On Saturday, Ted Kaczynski, the notorious terrorist also known as the Unabomber, who was responsible for a 17-year trail of death and damage, died. He was 81 years old. According to a spokeswoman for the Federal Bureau of Prisons who spoke to The Associated Press, Kaczynski died at a Butner Federal Prison Medical Center, located in Butner, North Carolina. According to the spokesman, he was found unconscious in his cell at around eight a.m. and was later pronounced dead. No information regarding the cause of death was provided.







Since 1998, Kaczynski had been serving a life sentence at ADX Florence, a federal supermax facility in Colorado widely considered the most secure prison in the United States. This was before his move to North Carolina, where he is currently serving his sentence. In 2021, in order for him to undergo medical treatment, he was moved out of ADX Florence and sent somewhere. Kaczynski was a mathematical child prodigy growing up and eventually earned degrees from Harvard University for his undergraduate work and the University of Michigan for his doctoral work. Kaczynski was born in Chicago.

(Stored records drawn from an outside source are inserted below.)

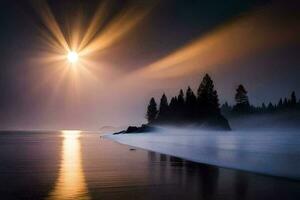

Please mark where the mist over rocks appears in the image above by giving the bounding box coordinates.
[146,74,231,131]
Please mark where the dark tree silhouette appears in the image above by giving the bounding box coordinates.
[185,87,197,120]
[221,101,232,116]
[197,74,220,119]
[233,85,251,114]
[146,97,158,123]
[157,94,169,122]
[277,98,283,109]
[177,89,185,120]
[290,91,297,106]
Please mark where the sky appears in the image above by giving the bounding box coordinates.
[0,0,300,130]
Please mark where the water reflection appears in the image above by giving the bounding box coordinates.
[48,131,90,200]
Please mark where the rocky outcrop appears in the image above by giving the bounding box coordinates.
[114,124,155,135]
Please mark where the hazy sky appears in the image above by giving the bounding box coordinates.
[0,0,300,130]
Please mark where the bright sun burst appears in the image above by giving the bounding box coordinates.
[67,51,79,63]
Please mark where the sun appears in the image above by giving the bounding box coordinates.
[67,51,79,63]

However, in 1978 he began sending a series of bombs through the mail as part of a terrorist plot against the development of technologies. According to the FBI’s Unabomber database page, between the years 1978 and 1995, Kaczynski “mailed or hand-delivered a series of increasingly sophisticated bombs that killed three Americans and injured nearly two dozen others”. According to the Associated Press (AP), his activities “changed the way Americans ship packages and board planes, going so far as to virtually halt air travel on the West Coast in July 1995.”

The Federal Bureau of Investigation (FBI) launched a massive manhunt for the Unabomber, but they were unable to locate him for many years. In an effort to bring Kaczynski out of hiding, The New York Times and The Washington Post promised to publish the 35,000-page manifesto Kaczynski had written and titled “Industrial Society and Its Future.” In 1996, FBI agents found Kaczynski, who had been hiding in a log cabin in Lincoln, Montana. Instead of allowing his lawyers to use an insanity plea, he instead decided to plead guilty to the charge of murder.